What Makes Our Oregon Bankruptcy Lawyers Different?
Expertise — Michael O’Brien is one of only three lawyers in Oregon who are Nationally Certified as a Consumer Bankruptcy Specialist.
Experience — Our Oregon bankruptcy attorneys have over 20 years of experience and nearly 20,000 fact patterns assessed. You get the advantage of a broad knowledge base of strategies to solve financial problems.
Creativity — Many financial problems do NOT require bankruptcy. Our Portland, Bend, and Clackamas bankruptcy lawyers are welcome to explore non-bankruptcy alternatives and creative solutions to address our client’s debt problems.

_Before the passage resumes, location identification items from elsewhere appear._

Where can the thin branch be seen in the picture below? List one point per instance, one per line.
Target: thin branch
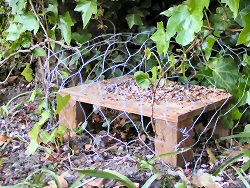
(7, 76)
(37, 17)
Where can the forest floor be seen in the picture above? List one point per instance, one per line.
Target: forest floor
(17, 167)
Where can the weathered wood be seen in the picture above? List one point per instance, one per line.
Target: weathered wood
(168, 135)
(170, 116)
(94, 93)
(74, 114)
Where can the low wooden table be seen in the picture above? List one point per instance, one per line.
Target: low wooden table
(169, 116)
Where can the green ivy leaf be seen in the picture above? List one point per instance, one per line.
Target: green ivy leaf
(235, 114)
(134, 19)
(32, 147)
(39, 52)
(240, 18)
(148, 53)
(220, 20)
(108, 174)
(208, 44)
(161, 38)
(185, 21)
(14, 32)
(17, 6)
(225, 73)
(28, 73)
(233, 5)
(61, 102)
(28, 22)
(244, 37)
(44, 117)
(142, 79)
(81, 37)
(87, 8)
(22, 23)
(53, 8)
(65, 25)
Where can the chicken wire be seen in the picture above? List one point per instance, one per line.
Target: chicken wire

Advocacy — Our Portland, OR attorneys fight for their clients and do not shy away from difficult fact patterns. You need a lawyer who litigates against aggressive Chapter 7 Trustees, Chapter 13 Trustees, and Creditors.
Empathy — Our Oregon bankruptcy attorneys enjoy their work because we like helping people. We care about our community and take comfort in the knowledge that we have a positive impact.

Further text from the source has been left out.